Composition (Article 171):

  • The total number of members in the Legislative Council of a State shall not exceed one third of the total number of members in the Legislative Assembly of that State, but shall in no case be less than 40.
  • They are elected by MLAs (1/3rd), local bodies (1/3rd), legislative assembly (1/3rd), graduates (1/12th), teacher (1/12th) while the rest are nominated by the Governor.
  • Parliament by law can change the composition of the Legislative Council of a State.

Advantages and Limitation of Upper House in States:


  • Forum for academicians and intellectuals: An Upper House provides a forum for academicians and intellectuals, who are arguably not suited for the rough and tumble of electoral politics.
  • Informed debates on legislation: At least on paper, it provides a mechanism for a more sober and considered appraisal of legislation that a State may pass.


  • Accomodating unelected politicians: Rather than fulfilling the lofty objective of getting intellectuals into the legislature, the forum is likely to be used to accommodate party functionaries who fail to get elected.
  • Costs: It is also an unnecessary drain on the exchequer.
  • Delays legislation: They can be used to delay progressive legislation.
  • Graduate constituency does not make sense anymore: Another issue is that graduates are no longer a rare breed; also, with dipping educational standards, a graduate degree is no guarantee of any real intellectual heft. There is also no reason to privilege graduates be privileged as people’s representatives in a democracy.
    • Lower Houses already have talent from all fields: Today, legislatures draw their talent both from the grassroots level and the higher echelons of learning.  There are enough numbers of doctors, teachers and other professionals in most political parties today.

Can’t compare with Rajya Sabha:

  • The Rajya Sabha’s case is different as it represents the States rather than electoral constituencies.
  • It is also a restraining force against the dominance of elected majorities in legislative matters.
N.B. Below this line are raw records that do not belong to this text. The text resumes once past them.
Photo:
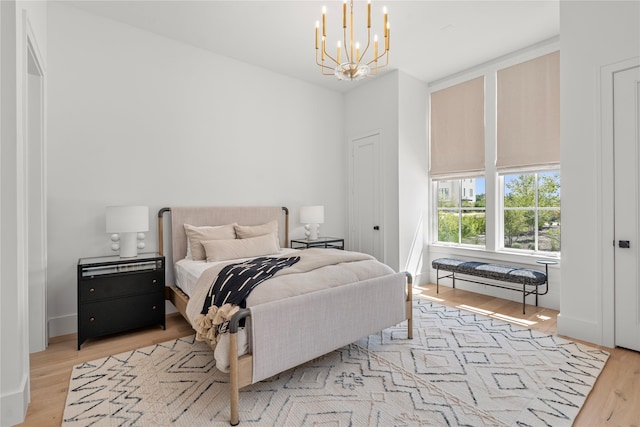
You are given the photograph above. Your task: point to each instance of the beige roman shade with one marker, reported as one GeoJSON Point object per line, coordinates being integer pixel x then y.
{"type": "Point", "coordinates": [457, 129]}
{"type": "Point", "coordinates": [529, 113]}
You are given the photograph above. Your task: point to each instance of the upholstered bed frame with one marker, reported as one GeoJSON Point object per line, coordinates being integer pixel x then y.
{"type": "Point", "coordinates": [351, 303]}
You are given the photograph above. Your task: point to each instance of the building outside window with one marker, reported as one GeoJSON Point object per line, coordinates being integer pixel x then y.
{"type": "Point", "coordinates": [531, 211]}
{"type": "Point", "coordinates": [462, 211]}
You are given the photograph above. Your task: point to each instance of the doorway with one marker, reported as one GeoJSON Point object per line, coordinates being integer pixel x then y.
{"type": "Point", "coordinates": [365, 219]}
{"type": "Point", "coordinates": [626, 159]}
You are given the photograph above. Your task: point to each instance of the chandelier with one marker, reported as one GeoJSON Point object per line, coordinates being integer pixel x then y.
{"type": "Point", "coordinates": [356, 66]}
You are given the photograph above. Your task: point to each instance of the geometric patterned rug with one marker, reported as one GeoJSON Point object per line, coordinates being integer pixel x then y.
{"type": "Point", "coordinates": [460, 369]}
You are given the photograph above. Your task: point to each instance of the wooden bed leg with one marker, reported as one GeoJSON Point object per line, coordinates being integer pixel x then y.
{"type": "Point", "coordinates": [234, 388]}
{"type": "Point", "coordinates": [409, 306]}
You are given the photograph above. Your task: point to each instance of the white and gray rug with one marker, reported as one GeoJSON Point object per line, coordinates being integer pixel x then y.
{"type": "Point", "coordinates": [461, 369]}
Only few States having Councils shows its limited utility:

  • The fact that there are only seven such Councils suggests the lack of any real advantage, apart from the absence of a broad political consensus on the issue.
  • If there was any real benefit in having a Legislative Council, all States in the country should, and arguably would, have a second chamber.
  • Two Bills introduced in the Rajya Sabha in 2013 for establishing Legislative Councils in Assam and Rajasthan are still pending, indicating the lack of support for such a move.

Need for a National Policy on Councils:

  • A parliamentary committee that went into recent State Bills for creation of Councils had cleared the proposals, but struck a cautionary note.
  • It wanted a national policy on having an Upper House in State legislatures to be framed by the Union government, so that a subsequent government doesn’t abolish it.
  • Also a review of graduate and teacher seats:
    • The committee also favoured a review of the provision in the law for Councils to have seats for graduates and teachers.

Way forward:

  • Legislative Councils are subject to varied and inconclusive discussions around their creation, revival and abolishment. Given all this, Odisha’s proposal may give the country at large an opportunity to evolve a national consensus on Legislative Councils.